Not for the first time, Jonathan wished he was grown up. He couldn’t wait for the day when he was as big as his dad – bigger, even – so Lonnie couldn’t push him around anymore. So that he could intervene when his dad went after Mom or Will, and not just be tossed aside.

But that day hadn’t arrived yet. He launched himself at his dad, screaming, ‘I hate you!’, but the man simply pushed him away with one hand and left the room.

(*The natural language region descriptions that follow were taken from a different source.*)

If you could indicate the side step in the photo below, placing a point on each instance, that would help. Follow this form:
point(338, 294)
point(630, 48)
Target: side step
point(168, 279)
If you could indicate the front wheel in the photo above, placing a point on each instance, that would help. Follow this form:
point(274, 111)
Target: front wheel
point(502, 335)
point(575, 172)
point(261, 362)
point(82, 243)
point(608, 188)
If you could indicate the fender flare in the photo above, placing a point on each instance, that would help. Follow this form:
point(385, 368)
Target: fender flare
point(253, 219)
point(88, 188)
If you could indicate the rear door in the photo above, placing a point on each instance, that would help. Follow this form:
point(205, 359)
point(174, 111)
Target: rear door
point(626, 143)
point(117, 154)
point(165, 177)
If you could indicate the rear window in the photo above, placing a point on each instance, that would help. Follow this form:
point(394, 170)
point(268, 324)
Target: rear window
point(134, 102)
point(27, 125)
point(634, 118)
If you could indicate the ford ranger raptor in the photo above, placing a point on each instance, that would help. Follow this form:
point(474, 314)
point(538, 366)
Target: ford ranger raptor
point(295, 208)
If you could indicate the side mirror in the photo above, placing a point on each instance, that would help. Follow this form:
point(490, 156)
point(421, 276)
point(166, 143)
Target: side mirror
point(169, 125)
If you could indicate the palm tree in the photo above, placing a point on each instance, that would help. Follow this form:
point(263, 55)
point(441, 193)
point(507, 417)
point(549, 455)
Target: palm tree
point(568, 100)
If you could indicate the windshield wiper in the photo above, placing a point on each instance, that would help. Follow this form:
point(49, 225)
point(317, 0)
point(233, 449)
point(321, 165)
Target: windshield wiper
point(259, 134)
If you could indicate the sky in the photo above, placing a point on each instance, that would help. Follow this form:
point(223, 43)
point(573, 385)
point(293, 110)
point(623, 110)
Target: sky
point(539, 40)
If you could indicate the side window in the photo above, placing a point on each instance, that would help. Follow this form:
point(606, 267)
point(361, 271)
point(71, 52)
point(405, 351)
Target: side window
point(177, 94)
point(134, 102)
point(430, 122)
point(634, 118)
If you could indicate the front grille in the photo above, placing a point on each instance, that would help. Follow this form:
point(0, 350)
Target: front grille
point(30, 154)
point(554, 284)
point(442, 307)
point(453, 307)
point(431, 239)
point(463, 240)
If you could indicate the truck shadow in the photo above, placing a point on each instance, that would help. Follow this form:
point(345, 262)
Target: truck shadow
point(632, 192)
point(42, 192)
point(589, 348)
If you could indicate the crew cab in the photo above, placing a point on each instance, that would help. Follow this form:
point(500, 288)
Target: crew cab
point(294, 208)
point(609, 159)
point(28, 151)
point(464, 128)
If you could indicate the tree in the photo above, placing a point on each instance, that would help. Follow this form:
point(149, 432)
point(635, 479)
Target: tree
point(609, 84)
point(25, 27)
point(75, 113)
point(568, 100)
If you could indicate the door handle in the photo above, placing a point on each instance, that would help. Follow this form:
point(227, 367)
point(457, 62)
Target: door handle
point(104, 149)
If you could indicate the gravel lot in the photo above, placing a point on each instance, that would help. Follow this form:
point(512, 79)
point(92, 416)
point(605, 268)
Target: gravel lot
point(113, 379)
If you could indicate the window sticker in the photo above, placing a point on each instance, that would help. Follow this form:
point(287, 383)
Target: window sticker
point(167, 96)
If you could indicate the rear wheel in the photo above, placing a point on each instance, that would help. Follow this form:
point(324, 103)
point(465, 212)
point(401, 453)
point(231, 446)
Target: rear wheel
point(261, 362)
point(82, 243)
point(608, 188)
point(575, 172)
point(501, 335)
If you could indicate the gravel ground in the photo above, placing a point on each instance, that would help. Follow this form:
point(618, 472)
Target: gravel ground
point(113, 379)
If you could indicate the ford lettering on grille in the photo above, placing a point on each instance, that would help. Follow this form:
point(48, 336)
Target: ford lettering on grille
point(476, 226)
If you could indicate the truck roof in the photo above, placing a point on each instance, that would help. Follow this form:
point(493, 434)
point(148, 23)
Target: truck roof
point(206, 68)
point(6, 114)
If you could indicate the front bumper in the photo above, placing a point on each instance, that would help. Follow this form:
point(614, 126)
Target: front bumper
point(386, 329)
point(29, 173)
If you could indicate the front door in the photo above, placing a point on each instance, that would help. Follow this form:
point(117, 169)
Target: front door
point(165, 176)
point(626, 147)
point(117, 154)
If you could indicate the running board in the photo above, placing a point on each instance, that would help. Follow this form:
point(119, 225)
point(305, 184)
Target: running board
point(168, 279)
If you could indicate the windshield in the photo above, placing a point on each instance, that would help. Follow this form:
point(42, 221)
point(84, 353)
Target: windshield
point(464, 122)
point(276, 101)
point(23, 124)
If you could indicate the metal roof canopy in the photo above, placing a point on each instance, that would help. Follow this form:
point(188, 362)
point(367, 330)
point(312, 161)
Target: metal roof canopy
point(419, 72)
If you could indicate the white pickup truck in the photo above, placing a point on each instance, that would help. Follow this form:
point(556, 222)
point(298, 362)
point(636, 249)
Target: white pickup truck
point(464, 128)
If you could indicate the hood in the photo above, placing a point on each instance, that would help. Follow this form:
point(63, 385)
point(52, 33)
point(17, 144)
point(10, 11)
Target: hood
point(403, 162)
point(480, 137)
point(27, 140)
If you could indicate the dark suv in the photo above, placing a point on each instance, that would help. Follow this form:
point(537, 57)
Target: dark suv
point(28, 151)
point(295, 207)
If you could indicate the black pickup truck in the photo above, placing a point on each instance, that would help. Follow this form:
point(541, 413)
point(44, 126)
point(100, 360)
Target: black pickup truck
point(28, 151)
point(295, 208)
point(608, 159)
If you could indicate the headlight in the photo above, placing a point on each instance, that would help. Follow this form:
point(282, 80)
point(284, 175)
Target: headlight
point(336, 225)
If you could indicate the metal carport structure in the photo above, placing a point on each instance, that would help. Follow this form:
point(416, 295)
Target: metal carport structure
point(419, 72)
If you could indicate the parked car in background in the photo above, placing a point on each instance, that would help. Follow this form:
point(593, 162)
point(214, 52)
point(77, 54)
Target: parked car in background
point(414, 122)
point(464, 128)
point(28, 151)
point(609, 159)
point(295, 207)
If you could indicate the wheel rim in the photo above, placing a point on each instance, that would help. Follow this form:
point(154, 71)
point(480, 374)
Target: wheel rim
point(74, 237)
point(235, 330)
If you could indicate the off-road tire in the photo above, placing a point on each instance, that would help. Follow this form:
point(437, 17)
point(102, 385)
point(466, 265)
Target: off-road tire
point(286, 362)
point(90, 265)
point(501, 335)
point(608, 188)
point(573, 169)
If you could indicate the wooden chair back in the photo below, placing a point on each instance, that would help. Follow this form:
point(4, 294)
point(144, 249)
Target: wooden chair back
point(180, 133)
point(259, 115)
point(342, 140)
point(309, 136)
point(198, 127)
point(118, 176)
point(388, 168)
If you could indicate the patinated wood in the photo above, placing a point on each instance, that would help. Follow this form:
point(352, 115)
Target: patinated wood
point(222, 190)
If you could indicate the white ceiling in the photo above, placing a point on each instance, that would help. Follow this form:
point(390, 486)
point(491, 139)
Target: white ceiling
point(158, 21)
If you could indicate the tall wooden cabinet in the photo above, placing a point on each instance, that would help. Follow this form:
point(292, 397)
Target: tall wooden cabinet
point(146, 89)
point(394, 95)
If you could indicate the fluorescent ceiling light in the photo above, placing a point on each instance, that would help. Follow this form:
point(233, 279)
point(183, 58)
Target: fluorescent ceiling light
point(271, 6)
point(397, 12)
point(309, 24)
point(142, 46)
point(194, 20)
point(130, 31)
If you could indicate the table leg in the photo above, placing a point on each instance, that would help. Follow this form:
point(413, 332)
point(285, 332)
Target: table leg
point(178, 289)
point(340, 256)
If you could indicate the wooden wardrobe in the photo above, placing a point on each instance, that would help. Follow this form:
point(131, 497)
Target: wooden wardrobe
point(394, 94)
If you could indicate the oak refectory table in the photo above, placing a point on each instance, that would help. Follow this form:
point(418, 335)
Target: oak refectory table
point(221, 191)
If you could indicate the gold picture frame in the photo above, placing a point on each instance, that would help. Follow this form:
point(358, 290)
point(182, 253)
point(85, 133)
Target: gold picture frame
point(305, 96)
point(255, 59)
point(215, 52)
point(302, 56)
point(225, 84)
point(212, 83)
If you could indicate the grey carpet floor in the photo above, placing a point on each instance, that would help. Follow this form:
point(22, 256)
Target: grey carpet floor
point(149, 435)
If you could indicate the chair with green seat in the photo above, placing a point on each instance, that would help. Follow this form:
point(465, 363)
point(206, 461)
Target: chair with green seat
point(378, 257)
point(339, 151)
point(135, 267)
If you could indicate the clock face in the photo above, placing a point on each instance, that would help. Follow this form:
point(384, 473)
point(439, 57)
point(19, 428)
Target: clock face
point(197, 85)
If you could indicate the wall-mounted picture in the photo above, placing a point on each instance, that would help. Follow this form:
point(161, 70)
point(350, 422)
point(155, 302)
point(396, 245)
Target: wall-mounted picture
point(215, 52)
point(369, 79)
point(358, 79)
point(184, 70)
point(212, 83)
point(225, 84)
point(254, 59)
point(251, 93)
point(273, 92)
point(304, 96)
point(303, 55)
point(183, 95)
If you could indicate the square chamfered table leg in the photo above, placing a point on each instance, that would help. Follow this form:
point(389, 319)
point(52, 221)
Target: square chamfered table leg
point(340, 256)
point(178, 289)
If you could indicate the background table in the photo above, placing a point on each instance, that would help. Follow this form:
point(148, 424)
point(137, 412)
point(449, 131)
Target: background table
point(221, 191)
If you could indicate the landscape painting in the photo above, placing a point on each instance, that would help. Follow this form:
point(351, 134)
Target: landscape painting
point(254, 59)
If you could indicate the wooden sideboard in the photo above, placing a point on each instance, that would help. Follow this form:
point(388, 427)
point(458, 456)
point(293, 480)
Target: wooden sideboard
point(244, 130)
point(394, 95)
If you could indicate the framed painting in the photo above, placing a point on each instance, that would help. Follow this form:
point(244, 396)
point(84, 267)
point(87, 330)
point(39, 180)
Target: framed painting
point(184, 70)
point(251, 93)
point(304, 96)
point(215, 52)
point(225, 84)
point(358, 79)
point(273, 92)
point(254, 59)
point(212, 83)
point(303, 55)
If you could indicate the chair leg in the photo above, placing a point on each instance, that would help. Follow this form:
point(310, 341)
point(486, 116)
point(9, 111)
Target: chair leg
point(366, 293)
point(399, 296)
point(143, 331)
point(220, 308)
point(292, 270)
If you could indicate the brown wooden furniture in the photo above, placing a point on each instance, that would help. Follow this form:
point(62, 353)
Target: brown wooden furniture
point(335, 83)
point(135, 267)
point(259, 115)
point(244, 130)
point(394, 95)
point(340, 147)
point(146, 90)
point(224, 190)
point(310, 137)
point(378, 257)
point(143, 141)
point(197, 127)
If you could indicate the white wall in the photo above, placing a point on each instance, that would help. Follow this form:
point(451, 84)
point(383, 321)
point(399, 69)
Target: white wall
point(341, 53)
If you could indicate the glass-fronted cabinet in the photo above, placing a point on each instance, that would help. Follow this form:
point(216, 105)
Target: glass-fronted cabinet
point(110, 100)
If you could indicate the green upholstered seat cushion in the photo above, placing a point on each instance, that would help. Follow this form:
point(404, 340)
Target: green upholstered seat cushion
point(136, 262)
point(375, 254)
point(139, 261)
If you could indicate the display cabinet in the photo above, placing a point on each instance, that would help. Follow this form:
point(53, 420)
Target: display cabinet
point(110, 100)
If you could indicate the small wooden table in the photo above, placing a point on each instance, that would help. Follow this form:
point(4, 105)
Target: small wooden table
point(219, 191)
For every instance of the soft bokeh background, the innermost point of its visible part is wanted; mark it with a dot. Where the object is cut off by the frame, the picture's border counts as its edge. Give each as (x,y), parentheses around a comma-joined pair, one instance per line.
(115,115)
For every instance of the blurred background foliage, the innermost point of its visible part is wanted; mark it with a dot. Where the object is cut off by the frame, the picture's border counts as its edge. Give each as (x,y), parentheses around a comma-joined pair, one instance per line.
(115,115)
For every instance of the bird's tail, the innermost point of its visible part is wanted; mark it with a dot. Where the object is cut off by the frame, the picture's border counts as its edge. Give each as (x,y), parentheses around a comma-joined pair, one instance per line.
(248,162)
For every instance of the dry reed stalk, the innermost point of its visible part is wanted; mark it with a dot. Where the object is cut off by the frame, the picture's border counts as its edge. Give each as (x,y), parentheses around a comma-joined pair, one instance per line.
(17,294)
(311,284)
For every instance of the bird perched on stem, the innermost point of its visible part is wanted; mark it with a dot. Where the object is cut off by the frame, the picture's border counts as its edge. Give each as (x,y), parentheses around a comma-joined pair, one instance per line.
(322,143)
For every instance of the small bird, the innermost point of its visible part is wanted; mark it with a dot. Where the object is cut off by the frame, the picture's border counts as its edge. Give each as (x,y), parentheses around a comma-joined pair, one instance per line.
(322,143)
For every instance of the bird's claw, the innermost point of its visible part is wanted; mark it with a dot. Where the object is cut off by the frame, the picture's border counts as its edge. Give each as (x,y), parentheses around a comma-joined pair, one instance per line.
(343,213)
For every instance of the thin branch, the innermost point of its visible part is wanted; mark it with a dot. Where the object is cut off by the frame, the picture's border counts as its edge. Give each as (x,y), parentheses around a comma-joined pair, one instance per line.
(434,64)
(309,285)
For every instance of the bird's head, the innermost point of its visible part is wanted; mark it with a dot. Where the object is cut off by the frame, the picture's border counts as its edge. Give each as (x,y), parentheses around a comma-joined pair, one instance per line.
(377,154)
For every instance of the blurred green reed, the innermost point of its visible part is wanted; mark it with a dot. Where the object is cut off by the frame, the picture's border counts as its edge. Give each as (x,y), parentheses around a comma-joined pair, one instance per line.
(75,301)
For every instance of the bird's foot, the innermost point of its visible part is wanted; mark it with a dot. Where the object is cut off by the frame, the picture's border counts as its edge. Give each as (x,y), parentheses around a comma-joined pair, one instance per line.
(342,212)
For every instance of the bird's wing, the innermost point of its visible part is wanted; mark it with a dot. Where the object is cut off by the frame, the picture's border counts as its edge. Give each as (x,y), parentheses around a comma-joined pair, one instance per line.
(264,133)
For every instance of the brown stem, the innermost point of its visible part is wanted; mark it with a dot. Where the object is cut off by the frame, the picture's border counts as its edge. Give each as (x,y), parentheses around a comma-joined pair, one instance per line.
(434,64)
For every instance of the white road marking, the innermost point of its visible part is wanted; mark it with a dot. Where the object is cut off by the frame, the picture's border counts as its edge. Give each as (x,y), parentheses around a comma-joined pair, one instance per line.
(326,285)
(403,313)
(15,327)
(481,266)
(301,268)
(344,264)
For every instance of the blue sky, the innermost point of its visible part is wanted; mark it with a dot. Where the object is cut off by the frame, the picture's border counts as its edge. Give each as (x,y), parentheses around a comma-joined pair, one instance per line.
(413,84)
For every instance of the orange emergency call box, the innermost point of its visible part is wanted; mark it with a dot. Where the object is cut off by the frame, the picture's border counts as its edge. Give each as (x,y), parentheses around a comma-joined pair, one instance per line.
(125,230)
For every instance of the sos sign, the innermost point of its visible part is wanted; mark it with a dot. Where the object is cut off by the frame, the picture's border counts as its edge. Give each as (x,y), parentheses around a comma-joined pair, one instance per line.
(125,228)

Jonathan collapsed to his knees, and retrieved the two pieces of the book. Maybe he could glue it back together or something? He ended up taping the cover back onto the pages, but it looked sloppy and ugly, like everything in his life. Something this broken and ugly didn't belong in that beautiful bedroom in the Wheelers' big house on Maple Street. There was no way he could give it back to Nancy like this.

Why did his dad have to ruin everything?

Notes:

I still don't know how to end chapters!
Everyone had an older sister who would make you borrow books from her so she could play librarians, right? Pretty sure that's a universal experience.